Pruning vs Dropout

How weight pruning is different from dropout?

Dropout drops certain activations stochastically (i.e. a new random subset of them for any data passing through the model). Typically this is undone after training (although there is a whole theory about test-time-dropout).

Pruning drops certain weights, i.e. permanently drops some parts deemed “uninteresting”.


Thank you for quick response. I applied global pruning over my model and then retrain it, during test the weight parameter is not there. i think those are renamed. then how can i test the pruned model??

Hi Tom!

What is your intuition about why (and when) dropout works?


K. Frank

I’m a Bayesian at heart, so to me Gal and Ghahramani interpretation seems to be a thing.
In a later paper they show that for RNNs it makes sense to keep the dropout mask fixed between the timesteps to use this interpretation and Gal’s theses has a lot of things on the theme (including “why can we not optimize the dropout probability somewhere, I think”). More generally, it would seem that the hypothetical variational model must make sense as well as the approximation.

What is your take? I always love to hear your thoughts on the more theory-grounded topics.

Best regards


1 Like

Hi Thomas!

Thanks for the Gal and Ghahramani link. I can’t say that I’ve absorbed
much of it yet.

I’m not well-studied on dropout, and I just don’t have any intuition about
it that feels “right” to me, so I don’t really have a take.


K. Frank

Can anyone please help in this??
I applied global pruning over my model and then retrain it, during test the weight parameter is not there. i think those are renamed. then how can i test the pruned model??

Sorry for diverting your thread.
Yes, the pruning seems to rename weights (appending _orig probably is the most common), you can get the current set of weight names using

print([n for n, p in module.named_parameters()])

There is an equivalent named_buffers for non-parameters that gets masks.

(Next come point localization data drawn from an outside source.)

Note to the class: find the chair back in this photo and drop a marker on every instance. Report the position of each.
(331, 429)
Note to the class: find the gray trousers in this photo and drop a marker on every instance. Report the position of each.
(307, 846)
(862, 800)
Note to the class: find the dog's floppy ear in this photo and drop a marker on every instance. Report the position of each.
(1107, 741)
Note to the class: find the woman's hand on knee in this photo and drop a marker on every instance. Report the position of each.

Also, the tutorial section on removing the reparametrization in the tutorial might be of use.

Best regards



Tom thank you for providing relevant content. I will try this and will share the result :slight_smile:

I tried to apply global pruning over my model which is having one lstm layer. I am getting
UserWarning: RNN module weights are not part of single contiguous chunk of memory. This means they need to be compacted at every call, possibly greatly increasing memory usage. To compact weights again call flatten_parameters().

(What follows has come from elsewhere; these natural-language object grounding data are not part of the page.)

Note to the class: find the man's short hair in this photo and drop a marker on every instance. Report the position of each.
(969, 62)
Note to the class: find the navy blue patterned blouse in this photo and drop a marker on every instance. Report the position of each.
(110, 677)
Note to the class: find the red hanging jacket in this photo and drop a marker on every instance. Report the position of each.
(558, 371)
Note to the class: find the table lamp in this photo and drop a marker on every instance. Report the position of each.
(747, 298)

then i put flatten_parameters in forward of the module. But getting the same. Can u plz help

I think this is inherent in the way pruning is implemented using reparametrization. :frowning:

One way to overcome the error message could be to have a workflow where you do pruning and then remove the reparametrization.

The other option is to make it work with non-flattened inputs, i.e. either

  • to silence or avoid the warning using the Python warnings mechanism or
  • to disable CuDNN, if the flattening and Python warning overhead is larger than the savings by CuDNN optimizations,
  • rolling your own JIT fused RNN might be another option, but sadly it has never become as much the standard as one might have hoped.

I can see how neither option is terribly attractive but it seems that things are not working together as well as they should.

Best regards


ok. Theoretically removing the reparameterization is appealing. so I am trying with the same and Will inform about results when done.

removing reparamterization worked well for me. thanks Thomas.

Next issue i am facing is: if i 90% globally prune the model in one-shot it is pruned approximately 90% with different pruning rate in different layers. But iteratively pruning the model with factor 0.1 for 10 iterations, i am getting the model pruned approximately upto 65.6 %. What is the reason behind it?? I thought it to be pruned approximately 99%.